The goal is to develop advanced yellow bean lines with more intense yellow seed color and larger size, with high resistance to bean common mosaic virus and other bean diseases.

A previous IBC-sponsored research project developed two yellow bean varieties with BCMV resistance.

Those varieties are being brought to the market now and it’s the first time that a yellow bean has had “off-the-chart resistance to bean common mosaic virus,” said IBC board member Don Tolmie, production manager for Treasure Valley Seed Co.

“(They) will out-produce anything in Latin America because it has BCMV resistance,” he said. “What kills them in Mexico is that they don’t have the resistance.”

The project seeks to combine that disease resistance in yellow varieties that are more culturally accepted in Mexico. That means a more intense yellow color and larger size.

The BCMV-resistant yellow bean varieties created through the previous project aren’t yellow enough for some markets, said IBC Administrator Andi Woolf-Weibye.

Consumers in Latin American nations “really want that vivid yellow color and that’s what we are really trying to accomplish with this project,” she said.

While adding virus resistance to yellow varieties immediately benefits bean seed growers, “improvement in the color and size of these lines will make the product even more desirable to the consumer and will likely increase demand for Idaho-produced seed,” the IBC’s grant application states.

Idaho has 30 bean dealers and more than 500 dry bean growers, and the state leads the nation in dry bean seed production. About 70 percent of the dry beans grown here are for seed.

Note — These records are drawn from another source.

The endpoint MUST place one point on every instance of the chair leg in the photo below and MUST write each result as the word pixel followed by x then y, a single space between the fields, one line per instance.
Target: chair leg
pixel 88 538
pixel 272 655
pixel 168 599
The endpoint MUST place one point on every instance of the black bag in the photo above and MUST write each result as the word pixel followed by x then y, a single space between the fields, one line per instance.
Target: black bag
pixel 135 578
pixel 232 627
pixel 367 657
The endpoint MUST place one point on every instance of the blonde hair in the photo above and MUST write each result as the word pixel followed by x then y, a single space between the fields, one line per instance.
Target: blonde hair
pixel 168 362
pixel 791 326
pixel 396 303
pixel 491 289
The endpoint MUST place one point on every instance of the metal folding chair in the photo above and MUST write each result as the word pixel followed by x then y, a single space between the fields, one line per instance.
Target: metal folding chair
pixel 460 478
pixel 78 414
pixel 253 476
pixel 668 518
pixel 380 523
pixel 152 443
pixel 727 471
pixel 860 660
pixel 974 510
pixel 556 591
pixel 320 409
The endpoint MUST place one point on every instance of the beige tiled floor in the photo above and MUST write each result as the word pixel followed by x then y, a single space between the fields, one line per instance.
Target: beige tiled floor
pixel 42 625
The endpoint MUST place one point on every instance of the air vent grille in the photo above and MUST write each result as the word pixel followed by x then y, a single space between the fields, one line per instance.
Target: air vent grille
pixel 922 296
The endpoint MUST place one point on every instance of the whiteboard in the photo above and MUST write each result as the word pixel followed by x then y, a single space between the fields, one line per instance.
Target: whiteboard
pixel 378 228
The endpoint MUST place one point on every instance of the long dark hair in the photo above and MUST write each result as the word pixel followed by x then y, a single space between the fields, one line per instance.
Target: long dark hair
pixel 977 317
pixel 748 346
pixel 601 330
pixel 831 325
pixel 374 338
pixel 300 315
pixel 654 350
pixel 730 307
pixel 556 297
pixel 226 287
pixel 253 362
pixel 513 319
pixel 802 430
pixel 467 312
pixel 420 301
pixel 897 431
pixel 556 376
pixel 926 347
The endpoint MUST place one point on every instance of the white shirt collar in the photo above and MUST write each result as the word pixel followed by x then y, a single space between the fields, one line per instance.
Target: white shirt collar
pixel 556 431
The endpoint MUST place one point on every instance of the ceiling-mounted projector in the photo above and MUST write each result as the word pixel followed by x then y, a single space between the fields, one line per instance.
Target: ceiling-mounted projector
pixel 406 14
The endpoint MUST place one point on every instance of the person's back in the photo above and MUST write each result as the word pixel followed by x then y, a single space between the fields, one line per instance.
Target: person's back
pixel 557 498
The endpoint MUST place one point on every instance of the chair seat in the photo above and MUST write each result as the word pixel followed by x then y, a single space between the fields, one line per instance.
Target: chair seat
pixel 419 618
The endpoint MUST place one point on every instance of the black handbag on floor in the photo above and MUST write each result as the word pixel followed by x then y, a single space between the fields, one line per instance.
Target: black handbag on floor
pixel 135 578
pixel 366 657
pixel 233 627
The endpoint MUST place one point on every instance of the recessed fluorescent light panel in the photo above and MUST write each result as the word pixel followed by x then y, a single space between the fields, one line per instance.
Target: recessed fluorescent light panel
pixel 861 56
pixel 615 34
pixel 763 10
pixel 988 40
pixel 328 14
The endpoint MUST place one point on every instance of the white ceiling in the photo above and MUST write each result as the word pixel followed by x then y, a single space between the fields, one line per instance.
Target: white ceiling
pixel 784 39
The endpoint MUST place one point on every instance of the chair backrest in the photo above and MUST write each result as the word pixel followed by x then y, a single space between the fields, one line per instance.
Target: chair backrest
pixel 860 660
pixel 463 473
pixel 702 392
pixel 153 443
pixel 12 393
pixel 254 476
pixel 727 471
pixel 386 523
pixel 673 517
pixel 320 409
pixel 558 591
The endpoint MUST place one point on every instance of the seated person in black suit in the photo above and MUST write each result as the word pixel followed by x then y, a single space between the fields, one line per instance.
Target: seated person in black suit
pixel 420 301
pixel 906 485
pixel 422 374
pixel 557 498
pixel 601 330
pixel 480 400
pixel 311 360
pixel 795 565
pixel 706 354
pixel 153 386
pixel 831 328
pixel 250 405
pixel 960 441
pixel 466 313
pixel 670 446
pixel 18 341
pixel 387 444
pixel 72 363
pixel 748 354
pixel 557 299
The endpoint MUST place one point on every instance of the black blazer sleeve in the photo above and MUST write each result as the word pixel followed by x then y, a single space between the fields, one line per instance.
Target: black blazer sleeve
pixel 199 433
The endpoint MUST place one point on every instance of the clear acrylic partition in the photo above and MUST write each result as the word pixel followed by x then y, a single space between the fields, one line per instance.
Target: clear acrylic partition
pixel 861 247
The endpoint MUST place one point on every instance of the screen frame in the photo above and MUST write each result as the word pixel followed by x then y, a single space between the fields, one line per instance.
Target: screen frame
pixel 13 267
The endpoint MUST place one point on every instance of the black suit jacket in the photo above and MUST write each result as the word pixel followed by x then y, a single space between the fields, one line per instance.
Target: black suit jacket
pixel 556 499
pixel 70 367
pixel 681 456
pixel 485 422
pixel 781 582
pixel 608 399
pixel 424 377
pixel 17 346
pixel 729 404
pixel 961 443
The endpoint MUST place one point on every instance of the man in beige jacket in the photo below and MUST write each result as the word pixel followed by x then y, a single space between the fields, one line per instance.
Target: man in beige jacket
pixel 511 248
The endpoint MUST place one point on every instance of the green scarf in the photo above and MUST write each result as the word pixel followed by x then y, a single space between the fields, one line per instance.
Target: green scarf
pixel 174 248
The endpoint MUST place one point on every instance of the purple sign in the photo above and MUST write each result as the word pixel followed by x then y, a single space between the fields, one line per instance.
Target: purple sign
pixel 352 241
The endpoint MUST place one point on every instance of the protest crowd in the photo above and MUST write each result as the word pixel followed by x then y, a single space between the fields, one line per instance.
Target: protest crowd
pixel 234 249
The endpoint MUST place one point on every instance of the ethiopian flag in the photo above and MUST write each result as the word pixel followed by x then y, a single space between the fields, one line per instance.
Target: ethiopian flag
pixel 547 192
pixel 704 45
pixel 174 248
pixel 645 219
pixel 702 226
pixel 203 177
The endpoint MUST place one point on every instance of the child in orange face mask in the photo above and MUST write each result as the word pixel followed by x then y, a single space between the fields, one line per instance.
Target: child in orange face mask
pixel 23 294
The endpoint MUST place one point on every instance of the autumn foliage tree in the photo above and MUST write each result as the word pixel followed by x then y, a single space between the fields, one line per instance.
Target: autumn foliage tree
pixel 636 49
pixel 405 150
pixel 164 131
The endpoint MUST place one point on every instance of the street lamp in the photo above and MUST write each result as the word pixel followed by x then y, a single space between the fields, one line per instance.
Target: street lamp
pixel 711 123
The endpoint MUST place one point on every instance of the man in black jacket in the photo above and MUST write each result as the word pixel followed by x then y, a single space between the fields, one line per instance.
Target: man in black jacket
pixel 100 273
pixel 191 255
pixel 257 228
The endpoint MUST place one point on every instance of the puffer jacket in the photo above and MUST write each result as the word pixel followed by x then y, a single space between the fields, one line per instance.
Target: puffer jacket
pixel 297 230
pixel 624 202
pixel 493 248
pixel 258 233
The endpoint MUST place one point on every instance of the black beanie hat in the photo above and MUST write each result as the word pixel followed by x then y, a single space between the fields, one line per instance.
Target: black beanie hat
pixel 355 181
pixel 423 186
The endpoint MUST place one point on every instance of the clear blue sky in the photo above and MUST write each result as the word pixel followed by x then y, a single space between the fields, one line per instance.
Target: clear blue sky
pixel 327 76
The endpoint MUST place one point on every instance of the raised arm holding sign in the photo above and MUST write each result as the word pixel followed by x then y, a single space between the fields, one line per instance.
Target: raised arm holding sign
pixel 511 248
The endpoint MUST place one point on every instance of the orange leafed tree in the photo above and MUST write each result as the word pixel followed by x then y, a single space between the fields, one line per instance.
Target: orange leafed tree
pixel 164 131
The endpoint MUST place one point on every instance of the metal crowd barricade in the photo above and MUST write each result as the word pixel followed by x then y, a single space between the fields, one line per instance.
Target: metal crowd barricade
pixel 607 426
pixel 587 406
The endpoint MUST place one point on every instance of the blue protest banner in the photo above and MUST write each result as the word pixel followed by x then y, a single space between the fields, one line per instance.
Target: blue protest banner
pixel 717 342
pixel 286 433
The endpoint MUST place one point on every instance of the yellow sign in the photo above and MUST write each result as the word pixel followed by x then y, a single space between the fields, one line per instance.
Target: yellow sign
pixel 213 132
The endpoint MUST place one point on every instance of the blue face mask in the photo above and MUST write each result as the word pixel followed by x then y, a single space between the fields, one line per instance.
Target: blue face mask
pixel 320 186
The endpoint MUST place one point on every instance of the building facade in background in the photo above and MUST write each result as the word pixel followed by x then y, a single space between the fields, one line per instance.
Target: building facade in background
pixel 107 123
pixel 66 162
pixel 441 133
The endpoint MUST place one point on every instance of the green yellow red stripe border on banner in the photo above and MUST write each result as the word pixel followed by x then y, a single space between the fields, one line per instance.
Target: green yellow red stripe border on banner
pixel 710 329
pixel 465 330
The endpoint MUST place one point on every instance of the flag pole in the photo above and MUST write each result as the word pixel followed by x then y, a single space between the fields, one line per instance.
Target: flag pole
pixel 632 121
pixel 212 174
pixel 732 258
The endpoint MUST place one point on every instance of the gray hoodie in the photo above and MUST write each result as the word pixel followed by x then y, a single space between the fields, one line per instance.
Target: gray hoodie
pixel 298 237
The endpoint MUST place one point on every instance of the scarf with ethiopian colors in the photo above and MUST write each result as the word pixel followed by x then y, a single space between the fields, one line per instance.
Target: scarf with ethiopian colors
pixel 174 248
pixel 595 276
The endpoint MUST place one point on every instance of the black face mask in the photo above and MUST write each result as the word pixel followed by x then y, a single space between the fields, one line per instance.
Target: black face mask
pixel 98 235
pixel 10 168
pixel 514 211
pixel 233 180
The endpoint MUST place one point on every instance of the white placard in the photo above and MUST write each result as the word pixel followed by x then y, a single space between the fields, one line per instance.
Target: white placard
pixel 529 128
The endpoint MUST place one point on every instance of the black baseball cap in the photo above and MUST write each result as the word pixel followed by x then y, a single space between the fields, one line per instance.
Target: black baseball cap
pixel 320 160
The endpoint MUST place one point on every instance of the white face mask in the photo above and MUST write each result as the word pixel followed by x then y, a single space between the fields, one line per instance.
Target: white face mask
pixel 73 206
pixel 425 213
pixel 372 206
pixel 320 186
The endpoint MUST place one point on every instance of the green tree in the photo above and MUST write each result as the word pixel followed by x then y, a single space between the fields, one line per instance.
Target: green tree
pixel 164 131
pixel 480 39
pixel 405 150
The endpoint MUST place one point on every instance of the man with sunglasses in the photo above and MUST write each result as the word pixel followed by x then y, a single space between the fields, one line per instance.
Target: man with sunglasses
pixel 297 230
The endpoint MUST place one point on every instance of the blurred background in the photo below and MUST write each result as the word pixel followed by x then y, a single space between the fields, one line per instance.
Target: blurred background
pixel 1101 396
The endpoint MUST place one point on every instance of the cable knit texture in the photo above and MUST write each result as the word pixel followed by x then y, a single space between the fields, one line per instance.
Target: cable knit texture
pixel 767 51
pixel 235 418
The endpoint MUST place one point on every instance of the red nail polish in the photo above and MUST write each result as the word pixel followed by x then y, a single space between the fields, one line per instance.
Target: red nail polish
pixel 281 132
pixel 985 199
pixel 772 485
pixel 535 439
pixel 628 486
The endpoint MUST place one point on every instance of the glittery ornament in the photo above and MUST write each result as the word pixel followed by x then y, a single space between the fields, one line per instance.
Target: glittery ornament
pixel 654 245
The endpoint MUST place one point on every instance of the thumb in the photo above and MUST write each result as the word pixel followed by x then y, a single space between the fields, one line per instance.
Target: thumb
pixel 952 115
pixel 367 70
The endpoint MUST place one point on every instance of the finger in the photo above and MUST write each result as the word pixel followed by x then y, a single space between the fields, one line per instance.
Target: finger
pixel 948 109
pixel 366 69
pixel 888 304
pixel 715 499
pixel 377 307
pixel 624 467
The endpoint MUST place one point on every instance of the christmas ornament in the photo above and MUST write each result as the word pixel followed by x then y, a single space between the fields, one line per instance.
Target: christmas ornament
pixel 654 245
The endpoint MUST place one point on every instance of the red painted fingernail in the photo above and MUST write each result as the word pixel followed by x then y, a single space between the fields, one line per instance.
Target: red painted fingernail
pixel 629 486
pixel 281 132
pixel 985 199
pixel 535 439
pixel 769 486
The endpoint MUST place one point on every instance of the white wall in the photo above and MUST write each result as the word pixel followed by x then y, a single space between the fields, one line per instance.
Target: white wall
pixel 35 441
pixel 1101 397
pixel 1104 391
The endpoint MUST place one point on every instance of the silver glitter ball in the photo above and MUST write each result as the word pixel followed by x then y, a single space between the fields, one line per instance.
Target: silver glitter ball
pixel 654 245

Previous IBC field trials in Mexico and other Latin American nations have shown that Idaho-produced bean seed yields significantly more than bean seed produced in those countries.

If this project is successful, Idaho bean growers and dealers would be able to offer Latin American growers a higher-yielding yellow bean variety that meets cultural standards and is also resistant to several major dry bean viruses.

“It’s a fairly significant opportunity if we can get them into Latin American countries and gain acceptance there,” Tolmie said.

As more people from Latin American nations have moved to the United States, yellow beans represent an increasing and potentially large market opportunity domestically as well, said IBC board member John Dean, president of Idaho Seed Bean Co.

“There is a good yellow bean market domestically,” he said. “There is potential there.”